FRANKFURT–The vice president of the European Central Bank said Monday that he is convinced that Greece will remain in the eurozone, as he attempted to douse concerns that the troubled country would leave the currency bloc.

“I am convinced” that there won’t be a Greek exit, from the eurozone, Vitor Constancio said in remarks to European parliamentarians in Brussels. “The treaty doesn’t foresee that a country can be formally legally expelled from the euro,” he said.

Mr. Constancio also said that it wouldn’t be “automatic” for Greece to leave the eurozone should it default on a payment to one of its creditors.

The comments come as Europe faces a showdown between Greece and its international creditors. While the country’s European partners, led by Germany, insist that it carry out painful reforms, its leftist government, elected in late January, wants to draw a line under painful cuts which it says has led to misery for the Greek population.

Lacking more international funding, the country could run out of money, potentially forcing it to start printing its own currency, effectively leaving the eurozone. Ratings agency Standard & Poor’s last week predicted that Greece’s cash reserves could run dry by mid-May.

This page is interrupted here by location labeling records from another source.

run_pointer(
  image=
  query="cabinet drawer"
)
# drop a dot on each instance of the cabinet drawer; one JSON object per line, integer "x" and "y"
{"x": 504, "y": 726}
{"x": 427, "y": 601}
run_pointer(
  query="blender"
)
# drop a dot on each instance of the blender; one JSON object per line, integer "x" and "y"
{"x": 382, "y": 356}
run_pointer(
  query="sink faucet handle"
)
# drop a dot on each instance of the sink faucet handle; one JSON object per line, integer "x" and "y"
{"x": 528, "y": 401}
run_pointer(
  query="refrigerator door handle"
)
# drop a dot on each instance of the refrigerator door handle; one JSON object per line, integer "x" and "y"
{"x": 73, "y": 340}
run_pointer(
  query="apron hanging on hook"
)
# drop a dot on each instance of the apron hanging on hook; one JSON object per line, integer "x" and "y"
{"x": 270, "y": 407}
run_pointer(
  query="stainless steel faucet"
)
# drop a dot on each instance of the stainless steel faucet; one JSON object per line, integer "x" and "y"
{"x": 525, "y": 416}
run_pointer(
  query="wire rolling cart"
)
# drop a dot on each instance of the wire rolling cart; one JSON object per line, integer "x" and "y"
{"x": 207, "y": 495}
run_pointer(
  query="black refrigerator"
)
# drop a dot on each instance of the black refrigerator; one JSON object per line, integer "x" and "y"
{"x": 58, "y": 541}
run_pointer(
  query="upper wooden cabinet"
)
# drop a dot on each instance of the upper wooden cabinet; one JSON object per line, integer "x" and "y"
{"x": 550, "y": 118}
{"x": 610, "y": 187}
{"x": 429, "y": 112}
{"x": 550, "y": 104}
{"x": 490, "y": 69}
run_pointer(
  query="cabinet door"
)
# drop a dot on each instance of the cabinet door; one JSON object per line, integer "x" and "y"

The looming crisis has forced eurozone leaders to reassert the irreversibility of the currency zone. Speaking Saturday, ECB President Mario Draghi rejected speculation that Greece may be forced to abandon the euro, reiterating that the single eurozone currency is irrevocable.

Amid the uncertainty, Greek banks have been beset by deposit outflows, as account holders move their money to places perceived as safer. This development has prompted discussion that Greece would have to implement capital controls, a radical move, to force people to keep their money in the country.

Mr. Constancio said such measures could only be introduced if the Greek government were to request them and then they would have to be approved by the European Commission. He also recalled that Cyprus was able to implement such controls two years ago and that this “didn’t imply exit from the euro.”